Samuel Peck

Samuel Peck Samuel Minturn Peck (1854-1938) was Alabama’s first poet laureate. He published seven collections of poetry and a volume of prose short stories. Although his work gained some popularity, he was never acclaimed by critics. The importance of his poems and other literary endeavors remains of historical interest.

Peck was born in Tuscaloosa, Tuscaloosa County, on November 4, 1854, to Elisha Wolsey and Lucy Lamb Peck. His father was a New Yorker who came to Alabama in 1824 to practice law. The family lived briefly in Illinois from 1865 to 1867 and then returned to Tuscaloosa, when Elisha Peck became Chief Justice of the Alabama Supreme Court under the Reconstruction government. Samuel Peck enrolled in the University of Alabama in 1871 and graduated with a master’s degree in 1876.

Although his main interest was literature, he entered Bellevue Hospital Medical School in New York to please his parents. During his medical studies, Peck published his first poem in the New York Evening Post. In 1879, Peck received his medical degree and, having satisfied his parents, Peck was free to pursue a career in literature. He studied languages and literature at Columbia University and published poems in several newspapers and magazines, including the Youth’s Companion, Century, and the Independent.

In 1886, the New York publishing house of White, Stokes, and Allen published Peck’s first volume of poetry, Cap and Bells, to great success; the book went through five editions. The 86 poems in the volume demonstrate his technical facility in the genre of light verse, or vers de société.

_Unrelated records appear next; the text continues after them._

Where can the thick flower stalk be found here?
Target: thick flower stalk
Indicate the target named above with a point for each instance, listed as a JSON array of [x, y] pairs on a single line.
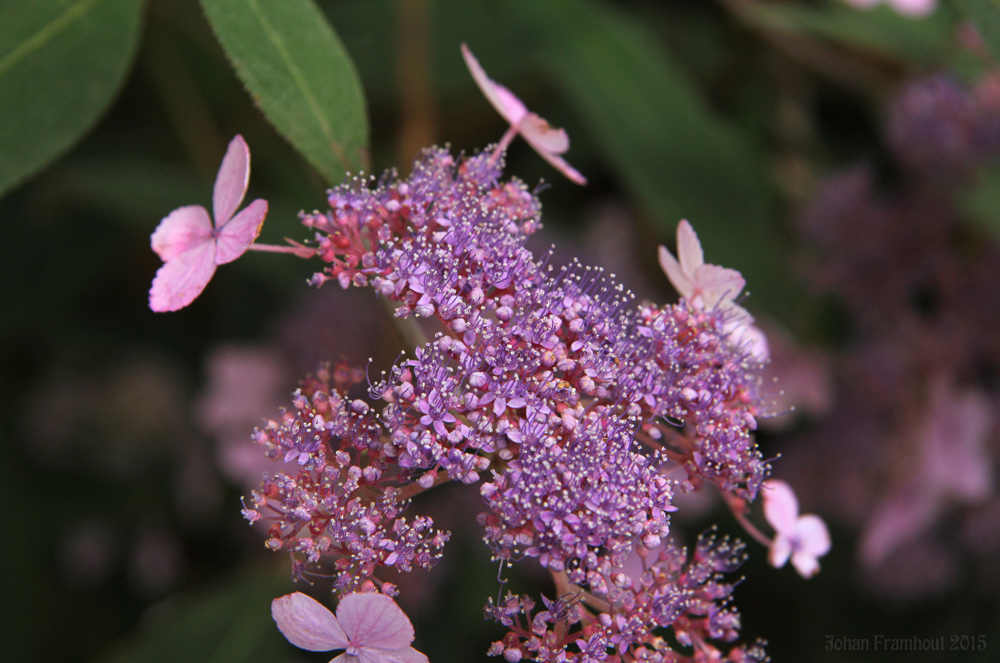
[[549, 388]]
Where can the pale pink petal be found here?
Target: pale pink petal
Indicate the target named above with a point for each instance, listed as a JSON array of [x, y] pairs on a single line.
[[682, 284], [716, 285], [374, 620], [742, 333], [532, 130], [548, 141], [781, 548], [781, 508], [543, 136], [915, 8], [180, 280], [374, 655], [238, 234], [507, 104], [807, 565], [812, 536], [689, 250], [307, 623], [232, 180], [182, 230]]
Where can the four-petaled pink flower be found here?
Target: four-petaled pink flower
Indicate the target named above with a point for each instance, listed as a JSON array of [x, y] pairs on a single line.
[[803, 538], [712, 285], [191, 247], [547, 140], [371, 627]]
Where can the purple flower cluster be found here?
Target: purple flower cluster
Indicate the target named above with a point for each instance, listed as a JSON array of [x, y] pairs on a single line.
[[662, 588], [574, 402]]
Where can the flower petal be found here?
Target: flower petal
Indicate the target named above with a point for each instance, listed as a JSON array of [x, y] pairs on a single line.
[[374, 620], [781, 548], [689, 250], [507, 104], [182, 230], [307, 623], [781, 508], [238, 234], [180, 280], [543, 136], [812, 535], [716, 285], [232, 180], [550, 142]]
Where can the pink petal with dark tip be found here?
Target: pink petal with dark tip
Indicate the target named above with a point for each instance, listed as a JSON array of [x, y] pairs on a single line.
[[307, 623], [234, 238], [182, 230]]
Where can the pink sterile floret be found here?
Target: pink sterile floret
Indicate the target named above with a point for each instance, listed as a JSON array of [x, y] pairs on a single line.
[[191, 247], [803, 538], [370, 627], [547, 140], [714, 287]]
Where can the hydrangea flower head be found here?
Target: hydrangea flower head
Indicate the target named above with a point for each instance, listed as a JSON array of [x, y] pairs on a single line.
[[370, 627], [547, 140], [191, 247], [803, 538]]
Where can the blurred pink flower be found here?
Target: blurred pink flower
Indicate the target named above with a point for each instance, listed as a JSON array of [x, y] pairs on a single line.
[[713, 286], [911, 8], [191, 247], [954, 467], [803, 538], [547, 140], [371, 627]]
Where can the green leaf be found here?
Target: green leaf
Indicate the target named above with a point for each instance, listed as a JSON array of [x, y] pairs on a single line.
[[231, 623], [299, 74], [61, 63], [676, 157], [985, 15], [982, 202]]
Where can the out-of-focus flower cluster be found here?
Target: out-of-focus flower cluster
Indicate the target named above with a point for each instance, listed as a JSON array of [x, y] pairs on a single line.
[[917, 364], [543, 384]]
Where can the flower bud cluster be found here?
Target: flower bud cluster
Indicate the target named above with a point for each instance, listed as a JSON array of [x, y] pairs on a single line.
[[676, 608], [572, 400], [344, 504]]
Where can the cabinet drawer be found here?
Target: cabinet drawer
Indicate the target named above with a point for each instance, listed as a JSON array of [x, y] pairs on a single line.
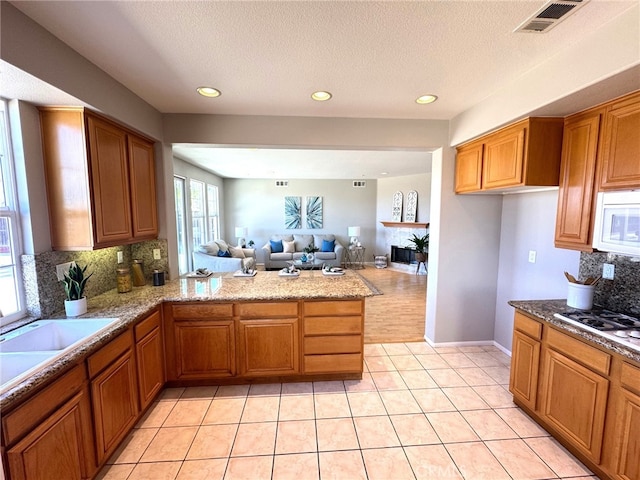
[[35, 410], [347, 307], [630, 377], [333, 363], [267, 309], [204, 310], [330, 344], [527, 326], [332, 325], [573, 348], [143, 328], [107, 354]]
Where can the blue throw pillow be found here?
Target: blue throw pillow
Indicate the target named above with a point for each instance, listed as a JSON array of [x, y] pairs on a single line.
[[276, 246], [328, 246]]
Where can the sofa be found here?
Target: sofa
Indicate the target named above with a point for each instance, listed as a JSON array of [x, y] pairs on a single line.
[[283, 248], [219, 256]]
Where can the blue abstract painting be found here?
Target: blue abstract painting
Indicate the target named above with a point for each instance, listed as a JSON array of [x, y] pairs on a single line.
[[292, 212], [314, 212]]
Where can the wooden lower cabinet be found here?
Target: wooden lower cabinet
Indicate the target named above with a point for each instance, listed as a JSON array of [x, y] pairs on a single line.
[[525, 362], [269, 347], [574, 400], [149, 358], [57, 448], [114, 394]]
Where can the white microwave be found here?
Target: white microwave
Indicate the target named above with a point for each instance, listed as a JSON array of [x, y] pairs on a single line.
[[617, 222]]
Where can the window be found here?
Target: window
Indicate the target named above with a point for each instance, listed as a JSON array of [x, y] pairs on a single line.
[[213, 214], [12, 299], [181, 224], [198, 213]]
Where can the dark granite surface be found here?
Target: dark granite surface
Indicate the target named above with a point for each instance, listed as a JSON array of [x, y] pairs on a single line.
[[544, 310], [132, 306]]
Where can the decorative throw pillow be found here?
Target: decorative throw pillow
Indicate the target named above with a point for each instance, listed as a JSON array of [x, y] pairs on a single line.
[[328, 246], [236, 252], [289, 247], [276, 246], [210, 248]]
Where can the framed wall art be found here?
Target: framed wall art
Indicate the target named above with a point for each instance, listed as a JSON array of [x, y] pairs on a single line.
[[292, 212], [314, 212]]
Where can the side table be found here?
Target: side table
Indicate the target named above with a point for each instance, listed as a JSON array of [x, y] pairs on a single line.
[[354, 258]]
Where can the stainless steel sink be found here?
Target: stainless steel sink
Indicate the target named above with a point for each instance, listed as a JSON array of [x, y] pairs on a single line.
[[32, 347]]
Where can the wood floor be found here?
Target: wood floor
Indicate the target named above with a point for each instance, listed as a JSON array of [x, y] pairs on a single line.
[[399, 314]]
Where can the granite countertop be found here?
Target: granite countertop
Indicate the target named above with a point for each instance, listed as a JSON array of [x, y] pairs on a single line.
[[224, 287], [544, 310]]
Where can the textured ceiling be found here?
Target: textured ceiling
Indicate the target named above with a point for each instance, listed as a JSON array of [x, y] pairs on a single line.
[[267, 57]]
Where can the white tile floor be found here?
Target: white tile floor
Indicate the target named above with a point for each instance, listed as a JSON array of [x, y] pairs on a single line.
[[418, 413]]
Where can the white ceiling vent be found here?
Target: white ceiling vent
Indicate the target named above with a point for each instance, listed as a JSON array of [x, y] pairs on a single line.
[[549, 16]]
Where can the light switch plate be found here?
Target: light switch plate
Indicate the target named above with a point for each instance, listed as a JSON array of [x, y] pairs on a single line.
[[62, 268], [608, 271]]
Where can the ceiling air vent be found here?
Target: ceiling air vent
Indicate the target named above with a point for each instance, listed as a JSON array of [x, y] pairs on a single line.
[[549, 16]]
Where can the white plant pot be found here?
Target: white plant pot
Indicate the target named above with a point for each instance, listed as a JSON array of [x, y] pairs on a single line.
[[74, 308]]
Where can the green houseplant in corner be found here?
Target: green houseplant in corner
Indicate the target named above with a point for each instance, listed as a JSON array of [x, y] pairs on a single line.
[[75, 280], [421, 246]]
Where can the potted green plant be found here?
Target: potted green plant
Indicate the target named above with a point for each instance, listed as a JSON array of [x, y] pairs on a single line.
[[421, 246], [75, 281]]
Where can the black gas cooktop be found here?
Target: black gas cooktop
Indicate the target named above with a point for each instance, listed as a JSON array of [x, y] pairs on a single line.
[[603, 320]]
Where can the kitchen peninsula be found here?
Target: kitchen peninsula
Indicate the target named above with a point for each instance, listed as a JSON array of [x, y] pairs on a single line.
[[214, 330]]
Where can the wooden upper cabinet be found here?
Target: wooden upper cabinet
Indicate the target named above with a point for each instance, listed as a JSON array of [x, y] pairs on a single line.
[[621, 145], [574, 222], [142, 176], [110, 181], [100, 181], [469, 168], [525, 154]]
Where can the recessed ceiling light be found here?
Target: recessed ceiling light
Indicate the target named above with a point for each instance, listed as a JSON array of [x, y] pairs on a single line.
[[321, 96], [209, 92], [424, 99]]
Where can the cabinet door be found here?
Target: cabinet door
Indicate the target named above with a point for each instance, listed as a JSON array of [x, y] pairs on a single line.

When his father died in 1888, Samuel Peck inherited a sizeable fortune and decided to travel abroad and study. He took courses at the Alliance Française in Paris and in 1895 toured France by bicycle. He made six trips to Europe between 1895 and 1914 and was fortunate to book passage back to the United States before the outbreak of World War I. During these years, he continued to publish, producing several volumes of poetry, including Rings and Love Knots (1892), Rhymes and Roses (1895), and Maybloom and Myrtle (1910). Several of his poems, most notably “The Grapevine Swing,” explore rural themes that Peck experienced during his upbringing. That poem and several others were set to music as performance pieces. He also produced a volume of short stories, Alabama Sketches (1902), in which he attempted to join the already-fading “local color” genre of southern literature. Several of the sketches were set in the fictional town of Oakville, which was modelled on Tuscaloosa. Peck’s last book of poems, Autumn Trail, was published in 1925. Samuel Minturn Peck lived out his last years in Tuscaloosa, and in 1931, after the Alabama Writers Conclave successfully lobbied the state to create the honorary position of state Poet Laureate, Peck was selected to hold that title.

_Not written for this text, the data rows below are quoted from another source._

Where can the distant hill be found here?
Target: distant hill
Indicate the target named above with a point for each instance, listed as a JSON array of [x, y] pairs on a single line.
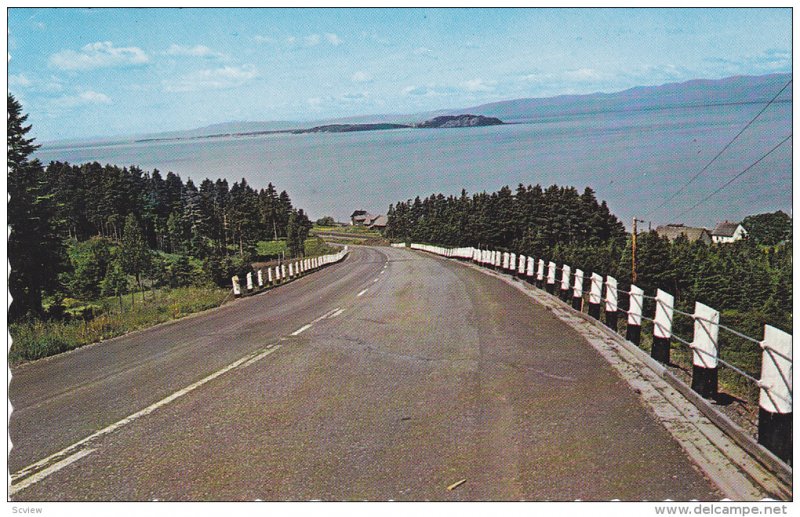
[[698, 92], [448, 121], [348, 128]]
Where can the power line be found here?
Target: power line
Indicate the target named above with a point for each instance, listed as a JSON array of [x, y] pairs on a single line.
[[691, 180], [734, 178]]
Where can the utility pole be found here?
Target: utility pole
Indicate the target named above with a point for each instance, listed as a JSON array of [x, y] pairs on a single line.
[[633, 253], [633, 249]]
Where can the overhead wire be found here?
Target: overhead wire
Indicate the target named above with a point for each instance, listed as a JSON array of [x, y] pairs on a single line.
[[691, 180], [734, 178]]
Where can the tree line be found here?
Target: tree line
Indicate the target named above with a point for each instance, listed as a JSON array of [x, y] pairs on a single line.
[[81, 230], [750, 279]]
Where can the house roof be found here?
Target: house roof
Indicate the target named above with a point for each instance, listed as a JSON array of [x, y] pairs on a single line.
[[725, 229], [673, 231], [380, 220]]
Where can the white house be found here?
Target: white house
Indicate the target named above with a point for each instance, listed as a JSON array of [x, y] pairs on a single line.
[[728, 232]]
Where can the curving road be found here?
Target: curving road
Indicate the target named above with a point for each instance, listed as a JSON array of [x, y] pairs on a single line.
[[391, 375]]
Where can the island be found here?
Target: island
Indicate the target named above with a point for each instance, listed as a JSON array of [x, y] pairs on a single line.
[[347, 128], [448, 121]]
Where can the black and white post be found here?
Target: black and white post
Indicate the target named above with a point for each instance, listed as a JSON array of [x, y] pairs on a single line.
[[705, 351], [565, 277], [775, 399], [529, 270], [662, 326], [611, 303], [577, 291], [595, 296], [540, 274], [633, 332], [551, 277]]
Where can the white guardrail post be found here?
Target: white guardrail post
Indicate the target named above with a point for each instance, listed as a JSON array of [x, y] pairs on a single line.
[[595, 295], [540, 274], [633, 332], [577, 290], [775, 399], [662, 326], [565, 278], [705, 351], [550, 287], [529, 269], [611, 303]]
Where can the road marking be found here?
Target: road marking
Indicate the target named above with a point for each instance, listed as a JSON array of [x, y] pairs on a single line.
[[25, 483], [326, 315], [301, 329], [41, 469]]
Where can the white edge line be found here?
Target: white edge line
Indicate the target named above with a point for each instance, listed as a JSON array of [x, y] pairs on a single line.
[[248, 359], [25, 483], [301, 329]]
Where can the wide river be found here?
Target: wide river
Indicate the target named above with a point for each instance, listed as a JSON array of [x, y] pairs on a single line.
[[633, 160]]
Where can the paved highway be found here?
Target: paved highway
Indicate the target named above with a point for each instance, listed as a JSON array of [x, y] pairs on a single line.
[[391, 375]]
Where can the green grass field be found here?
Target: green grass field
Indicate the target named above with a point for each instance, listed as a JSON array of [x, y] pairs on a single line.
[[37, 339]]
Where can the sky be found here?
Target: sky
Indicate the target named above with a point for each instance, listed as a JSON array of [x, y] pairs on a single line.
[[84, 73]]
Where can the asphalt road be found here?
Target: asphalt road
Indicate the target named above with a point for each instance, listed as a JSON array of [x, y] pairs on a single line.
[[389, 376]]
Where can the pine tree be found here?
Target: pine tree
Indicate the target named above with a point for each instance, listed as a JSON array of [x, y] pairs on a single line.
[[135, 256], [35, 248]]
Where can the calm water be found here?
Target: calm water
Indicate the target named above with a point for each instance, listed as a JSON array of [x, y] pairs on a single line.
[[632, 160]]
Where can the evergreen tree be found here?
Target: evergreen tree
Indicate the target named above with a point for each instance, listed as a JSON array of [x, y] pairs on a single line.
[[35, 248], [135, 256]]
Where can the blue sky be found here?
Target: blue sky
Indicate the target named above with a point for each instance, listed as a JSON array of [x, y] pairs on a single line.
[[84, 73]]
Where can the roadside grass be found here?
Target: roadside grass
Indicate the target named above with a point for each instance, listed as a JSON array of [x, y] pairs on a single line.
[[362, 231], [36, 339], [271, 248], [314, 247], [96, 320]]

Samuel Minturn Peck died in Tuscaloosa on May 3, 1938.

Additional Resources

Going, William T. “The Prose Fiction of Samuel Minturn Peck.” Alabama Review 8 (January 1955): 36-42.

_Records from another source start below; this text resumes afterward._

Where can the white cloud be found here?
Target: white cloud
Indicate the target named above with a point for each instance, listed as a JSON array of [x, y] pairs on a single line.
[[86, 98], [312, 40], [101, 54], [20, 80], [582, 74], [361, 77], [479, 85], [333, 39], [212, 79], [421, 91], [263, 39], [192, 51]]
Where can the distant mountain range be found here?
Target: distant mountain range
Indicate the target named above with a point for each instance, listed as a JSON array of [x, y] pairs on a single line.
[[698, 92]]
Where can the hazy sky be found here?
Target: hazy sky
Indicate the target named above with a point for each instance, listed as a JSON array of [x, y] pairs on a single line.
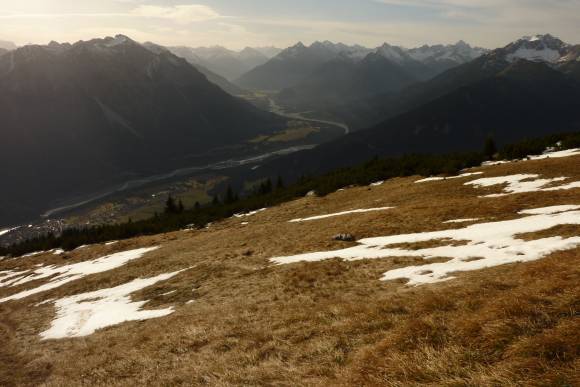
[[239, 23]]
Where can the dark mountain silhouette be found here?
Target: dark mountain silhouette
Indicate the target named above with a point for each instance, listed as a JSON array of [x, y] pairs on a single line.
[[76, 118]]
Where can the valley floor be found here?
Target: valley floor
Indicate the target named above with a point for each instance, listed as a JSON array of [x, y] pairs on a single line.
[[247, 301]]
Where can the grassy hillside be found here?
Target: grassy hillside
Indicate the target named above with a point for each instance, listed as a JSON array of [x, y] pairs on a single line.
[[239, 319]]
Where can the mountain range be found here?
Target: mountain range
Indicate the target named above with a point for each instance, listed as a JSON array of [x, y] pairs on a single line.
[[528, 88], [214, 78], [6, 45], [226, 63], [296, 66], [95, 113], [77, 118], [387, 69]]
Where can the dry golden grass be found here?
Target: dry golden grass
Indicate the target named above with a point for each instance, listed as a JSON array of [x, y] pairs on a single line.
[[322, 323]]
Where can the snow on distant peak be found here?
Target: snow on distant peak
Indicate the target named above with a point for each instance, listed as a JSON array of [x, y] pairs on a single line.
[[538, 48], [461, 52], [393, 53], [117, 40]]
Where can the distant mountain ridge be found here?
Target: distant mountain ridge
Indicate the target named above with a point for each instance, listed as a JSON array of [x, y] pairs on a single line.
[[214, 78], [79, 117], [370, 111], [494, 95], [224, 62], [357, 73], [294, 64], [8, 46]]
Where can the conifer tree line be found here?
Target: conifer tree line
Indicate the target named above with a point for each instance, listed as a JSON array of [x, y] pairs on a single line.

———. “Samuel Minturn Peck, Late Laureate of Alabama: A Fin de Siècle Study.” Georgia Review 8 (Summer 1954): 190-200.

Owen, Marie Bankhead. “Samuel Minturn Peck: Alabama Poet Laureate.” Alabama Historical Quarterly 1 (Summer 1930): 101-6.

Williams, Benjamin Buford. A Literary History of Alabama in the Nineteenth Century. Madison, N.J.: Fairleigh Dickinson University Press, 1979.